Она смотрела, как он, заложив руки в карманы, ходит взад-вперед молодым пританцовывающим шагом; дьявольская скрипка играет в деревьях, Жак вынужден прыгать и танцевать в такт этой мелодии. Он повернул к ней озабоченное и постаревшее лицо, взгляд его блуждал. «У него неуверенный вид; кажется, ему стыдно». Он вернулся к машине, и молодость и горячность магического инструмента завладели им, он явно взбодрился. «Знаю, он ненавидит спать в машине. Но кого он наказывает? Себя или меня?» Она чувствовала себя виноватой, не зная, почему.
— Отчего у тебя такое лицо? — спросил он. — Мы на больших неоглядных дорогах, нас ждут приключения: чем ты недовольна?

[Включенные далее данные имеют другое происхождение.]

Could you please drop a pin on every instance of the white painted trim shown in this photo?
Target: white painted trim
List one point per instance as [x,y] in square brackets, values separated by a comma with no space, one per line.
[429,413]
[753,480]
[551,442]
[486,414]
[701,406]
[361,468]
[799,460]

Она опустила глаза: «Я не хотела уезжать, Жак, я не боюсь немцев, я хотела остаться дома; если война продлится, мы будем отрезаны от Матье, мы даже не будем знать, жив ли он». Она сказала:
— Я думаю о своем брате и о Матье.
— В данный момент, — с горькой улыбкой сказал Жак, — Рауль в Каркассоне, в своей постели.
— Но Матье…
— Вбей себе в голову, — ответил Жак раздраженно, — что мой брат поступил на нестроевую службу и следовательно не подвергается никакой опасности. Он попадет в плен, только и всего. Ты воображаешь, что все солдаты герои. Увы, мой бедный дружок, Матье сейчас марает бумагу в каком-нибудь штабе; там так же спокойно, как в тылу; может быть, он даже в большей безопасности, чем мы в данный момент. На их жаргоне это называется «блиндаж». Впрочем, я только радуюсь за него.
— Быть пленным нелегко, — сказала Одетта, не поднимая глаз.

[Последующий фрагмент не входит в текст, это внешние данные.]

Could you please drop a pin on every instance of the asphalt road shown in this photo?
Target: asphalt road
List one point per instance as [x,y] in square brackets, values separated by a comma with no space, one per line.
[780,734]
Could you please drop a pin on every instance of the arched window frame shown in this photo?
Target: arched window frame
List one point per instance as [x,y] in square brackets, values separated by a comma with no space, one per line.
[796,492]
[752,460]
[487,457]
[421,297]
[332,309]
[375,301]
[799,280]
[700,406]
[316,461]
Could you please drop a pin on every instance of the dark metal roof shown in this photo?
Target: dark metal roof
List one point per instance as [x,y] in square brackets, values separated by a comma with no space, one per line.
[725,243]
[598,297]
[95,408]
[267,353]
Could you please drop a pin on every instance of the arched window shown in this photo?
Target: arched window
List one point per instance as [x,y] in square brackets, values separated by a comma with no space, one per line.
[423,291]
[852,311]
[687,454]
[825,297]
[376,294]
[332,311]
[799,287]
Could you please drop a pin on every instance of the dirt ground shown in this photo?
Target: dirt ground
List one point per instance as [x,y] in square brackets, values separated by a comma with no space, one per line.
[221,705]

Он важно посмотрел на нее:
— Не заставляй меня говорить то, чего я не говорил! Судьба Матье меня весьма волнует. Но по характеру он основательный и расторопный. Да, да, гораздо расторопнее, чем ты думаешь — у него повадки рассеянного чудака, но я его знаю лучше, чем ты: во всех его постоянных смятениях есть доля позы, он постоянно играет роль; очутившись в плену, он найдет себе хорошее местечко, я в этом уверен, он станет секретарем у какого-нибудь немецкого офицера или же будет поваром… это будет как раз по нему. — Он улыбнулся и с готовностью продолжил: — Поваром, да, поваром; это как раз по нему! Если хочешь понять сущность моей мысли, — доверительно добавил он, — я считаю, что плен пойдет ему на пользу; он оттуда вернется совсем другим человеком.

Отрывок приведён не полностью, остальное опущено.